Fitting in and being "home".
This November will mark the four year anniversary of my move to Southern California and I finally feel as though I’m fitting in.
I was born and raised in New England and for as long as I could remember, I hated living there. Something was missing. When I was 15 I visited my uncle in SoCal and knew the minute I got off the place that this was where I wanted to be. It’s hard to explain without sounding like a complete lunatic, but there was something that felt like “home”. I made subsequent visits to SoCal over the years and each time I had to leave it became harder and harder to do. My first marriage squashed any dream I had of moving to the West Coast and I didn’t visit again until I was 28. I flew out of Rhode Island in January on a cold, rainy day and landed six hours later at LAX with the sun shining temperatures in the high 60’s. Once again, that feeling of being “home” came over me and the decision to finally make the move was made. I have not been back to the East Coast since.
Los Angeles is a strange and beautiful place.
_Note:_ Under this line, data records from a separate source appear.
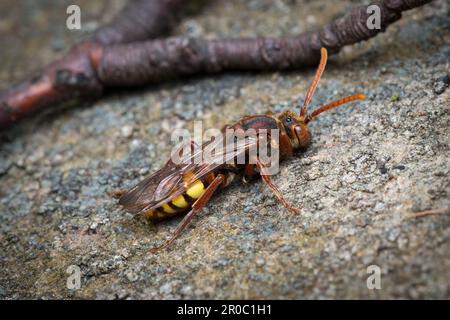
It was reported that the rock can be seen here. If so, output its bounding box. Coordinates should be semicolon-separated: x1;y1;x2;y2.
0;0;450;299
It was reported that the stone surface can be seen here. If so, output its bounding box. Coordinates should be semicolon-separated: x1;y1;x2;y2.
0;0;450;299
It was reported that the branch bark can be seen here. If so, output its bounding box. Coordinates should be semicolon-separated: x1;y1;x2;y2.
0;0;432;128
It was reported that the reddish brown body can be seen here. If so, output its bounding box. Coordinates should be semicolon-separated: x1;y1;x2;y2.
119;48;365;251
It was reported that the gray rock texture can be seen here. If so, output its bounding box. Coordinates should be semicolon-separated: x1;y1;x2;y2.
0;0;450;299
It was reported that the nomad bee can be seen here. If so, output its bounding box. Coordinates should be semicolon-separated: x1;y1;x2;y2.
119;48;366;252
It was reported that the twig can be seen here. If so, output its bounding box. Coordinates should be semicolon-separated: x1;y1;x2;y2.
0;0;432;128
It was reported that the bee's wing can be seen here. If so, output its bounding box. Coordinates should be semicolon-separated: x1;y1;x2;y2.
119;131;256;213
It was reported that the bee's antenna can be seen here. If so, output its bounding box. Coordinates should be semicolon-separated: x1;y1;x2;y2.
300;47;328;117
305;93;367;123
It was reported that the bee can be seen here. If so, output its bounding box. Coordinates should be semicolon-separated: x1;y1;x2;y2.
119;48;366;252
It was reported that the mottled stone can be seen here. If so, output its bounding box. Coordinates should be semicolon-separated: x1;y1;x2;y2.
0;0;450;299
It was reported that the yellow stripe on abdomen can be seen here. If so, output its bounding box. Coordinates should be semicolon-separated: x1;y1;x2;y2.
172;194;189;208
186;180;205;199
161;203;176;213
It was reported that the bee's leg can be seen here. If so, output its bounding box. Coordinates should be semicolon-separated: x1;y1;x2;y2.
243;163;255;183
256;159;300;214
150;174;226;253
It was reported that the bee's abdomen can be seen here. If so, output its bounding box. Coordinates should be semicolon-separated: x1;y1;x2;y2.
144;179;208;221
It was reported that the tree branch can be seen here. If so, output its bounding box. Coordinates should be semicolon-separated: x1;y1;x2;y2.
0;0;432;128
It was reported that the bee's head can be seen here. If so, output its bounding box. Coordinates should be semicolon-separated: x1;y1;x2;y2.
276;111;311;149
277;48;366;148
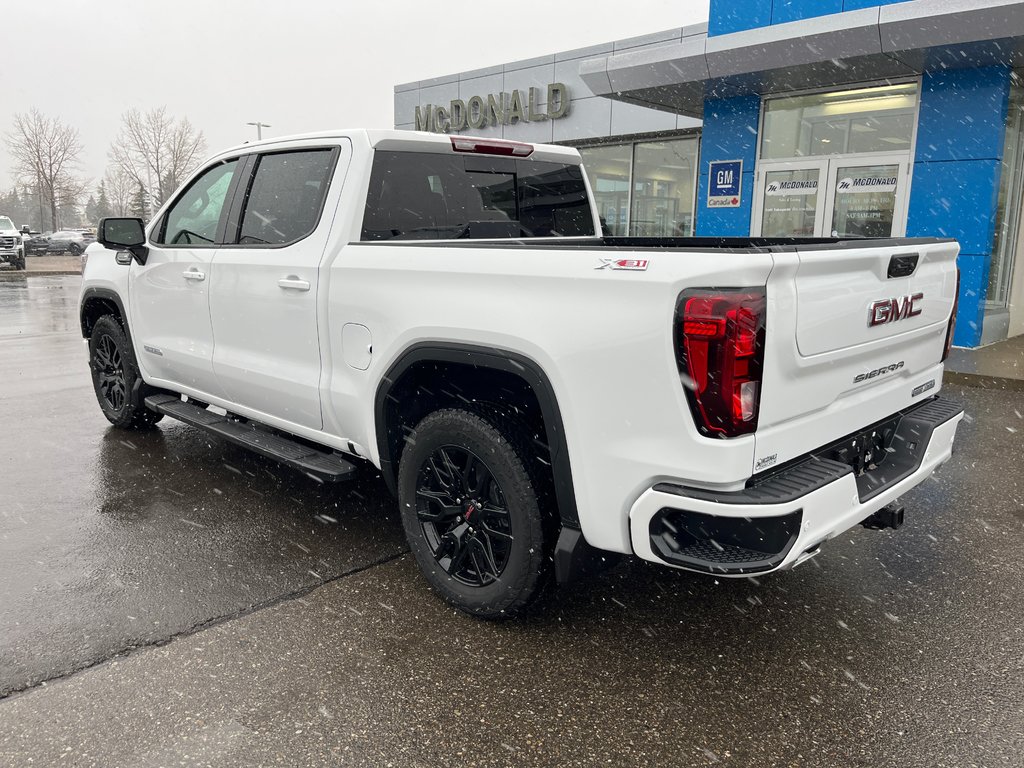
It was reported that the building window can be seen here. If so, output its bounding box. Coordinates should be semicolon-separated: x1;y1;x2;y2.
580;144;633;237
580;135;699;238
985;72;1024;308
761;83;918;160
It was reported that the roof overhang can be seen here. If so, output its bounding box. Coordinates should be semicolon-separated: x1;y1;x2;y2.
580;0;1024;117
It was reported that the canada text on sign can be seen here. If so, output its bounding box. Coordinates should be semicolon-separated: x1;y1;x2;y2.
416;83;569;133
708;160;743;208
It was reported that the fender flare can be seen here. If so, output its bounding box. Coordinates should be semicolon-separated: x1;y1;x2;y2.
78;286;131;339
374;341;580;529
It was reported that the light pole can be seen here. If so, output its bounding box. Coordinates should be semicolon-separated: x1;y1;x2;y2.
246;120;270;141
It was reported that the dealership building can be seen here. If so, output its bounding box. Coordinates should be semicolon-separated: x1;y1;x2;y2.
394;0;1024;347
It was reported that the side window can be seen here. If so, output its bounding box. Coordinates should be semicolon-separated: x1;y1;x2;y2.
239;150;335;246
361;151;594;241
157;160;239;246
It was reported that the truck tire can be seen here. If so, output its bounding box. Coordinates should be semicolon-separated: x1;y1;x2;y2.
398;409;553;618
89;314;164;429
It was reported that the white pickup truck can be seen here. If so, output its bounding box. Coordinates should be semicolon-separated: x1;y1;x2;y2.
81;130;963;617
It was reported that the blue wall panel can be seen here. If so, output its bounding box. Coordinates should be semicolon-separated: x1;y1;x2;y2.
708;0;772;37
771;0;843;24
708;0;907;35
914;67;1010;162
906;67;1010;346
906;160;1000;253
696;95;761;237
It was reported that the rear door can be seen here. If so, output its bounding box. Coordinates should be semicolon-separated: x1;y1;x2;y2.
129;158;241;397
210;144;351;429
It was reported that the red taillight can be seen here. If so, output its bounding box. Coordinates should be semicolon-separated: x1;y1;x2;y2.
452;136;534;158
942;267;959;362
676;289;765;437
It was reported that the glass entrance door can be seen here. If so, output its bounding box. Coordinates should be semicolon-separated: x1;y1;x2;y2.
751;153;909;238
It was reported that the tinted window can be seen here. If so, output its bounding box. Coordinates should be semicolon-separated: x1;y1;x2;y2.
157;160;239;246
362;152;594;240
239;150;334;245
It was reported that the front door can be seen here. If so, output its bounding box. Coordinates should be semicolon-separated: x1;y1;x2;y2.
751;153;909;238
128;154;239;397
210;146;347;429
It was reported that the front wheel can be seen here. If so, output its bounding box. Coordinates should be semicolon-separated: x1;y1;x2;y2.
398;409;550;618
89;314;163;429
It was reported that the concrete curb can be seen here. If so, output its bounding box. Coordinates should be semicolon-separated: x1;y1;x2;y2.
0;269;82;281
942;371;1024;392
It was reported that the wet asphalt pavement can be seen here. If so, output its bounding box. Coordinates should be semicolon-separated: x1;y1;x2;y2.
0;278;1024;767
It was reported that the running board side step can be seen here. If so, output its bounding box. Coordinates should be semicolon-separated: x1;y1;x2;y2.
145;394;356;482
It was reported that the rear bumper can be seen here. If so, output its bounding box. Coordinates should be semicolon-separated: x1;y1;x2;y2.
630;397;964;577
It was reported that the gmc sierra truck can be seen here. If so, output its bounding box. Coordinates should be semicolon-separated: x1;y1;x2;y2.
0;216;25;269
81;130;963;617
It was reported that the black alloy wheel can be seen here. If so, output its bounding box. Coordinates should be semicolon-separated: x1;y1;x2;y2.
398;409;557;618
89;314;163;429
92;336;128;411
416;445;512;587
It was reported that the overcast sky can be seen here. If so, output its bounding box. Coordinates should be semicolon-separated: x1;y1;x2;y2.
0;0;709;190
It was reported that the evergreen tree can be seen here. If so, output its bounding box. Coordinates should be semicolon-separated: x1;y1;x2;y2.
129;184;146;219
93;181;114;224
85;195;99;226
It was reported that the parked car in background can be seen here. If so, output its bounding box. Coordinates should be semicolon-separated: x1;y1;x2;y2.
0;216;25;269
22;227;49;256
46;229;95;256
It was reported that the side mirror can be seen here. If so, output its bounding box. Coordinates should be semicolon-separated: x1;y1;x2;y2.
96;218;150;264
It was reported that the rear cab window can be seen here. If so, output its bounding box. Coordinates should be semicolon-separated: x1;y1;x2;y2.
238;148;338;246
361;151;595;241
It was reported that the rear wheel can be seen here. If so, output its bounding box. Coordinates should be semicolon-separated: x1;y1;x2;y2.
89;314;164;429
398;409;550;618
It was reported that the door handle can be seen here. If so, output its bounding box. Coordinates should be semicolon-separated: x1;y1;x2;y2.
278;275;309;291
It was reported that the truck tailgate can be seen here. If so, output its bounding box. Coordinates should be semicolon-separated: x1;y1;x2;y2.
754;240;958;472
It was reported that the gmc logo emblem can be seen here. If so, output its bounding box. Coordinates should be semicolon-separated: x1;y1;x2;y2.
867;293;925;328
The diversity is almost overwhelming. I have the option to dine on just about every ethnic food there is. There are 40 outstanding restaurants within a mile of my house. I can walk to the beach and watch the sun rise or set depending on my mood. I can drive and hour up the coast in be in the canyons of Malibu which are a totally different environment than the beach. During the winter, I can spend the weekend skiing, then come home to mild temperatures and go swimming. There is a never ending supply of free things to do if I should ever get bored.
It’s taken me awhile to acclimate to life in SoCal. It’s a little more laid back. I remember one time I was up on Sunset Blvd. crossing the street. Being from New England and used to New York traffic, I bolted across the street against a red light. The people on the other side of the street looked at me as though I had just been dropped off by a spaceship. Apparently, in California not only does the pedestrian have the right of way but drivers actually abide by that law. Dinner in SoCal ranges anywhere from 6pm to 9pm. If dinner plans are made for 7 o'clock, that might mean somewhere around 7:30ish. There is no rush. I wear shorts more now than I ever have in my life as well as beach shoes (flip-flops, mandals, or whatever the current term is) and it’s considered to be perfectly acceptable. I’m still learning to stop and take time to look around me, but I am getting better at it.
Now I can almost hear the inevitable arguments brewing.
“Oh, the traffic sucks in California”. - Yes it does, but you get used to it and learn how to use surface streets.
“The people in California are either fake or crazy”. - Well…I have met a few people who fell into either or both of the categories. It all depends on where you go and who you meet, but isn’t that true of just about anywhere?
“Los Angeles is going to drop off into the ocean during an earthquake”. - And New Orleans has been evacuated due to Hurricane Katrina. Nature is not selective.
“There aren't any seasons in SoCal”. - Yes there are. We have temperatures in the 60’s and temperatures in the 80’s. That’s the way we like it.
The list could go on and on. The fact is, California is probably not for everyone. For me personally, it’s worked out just fine.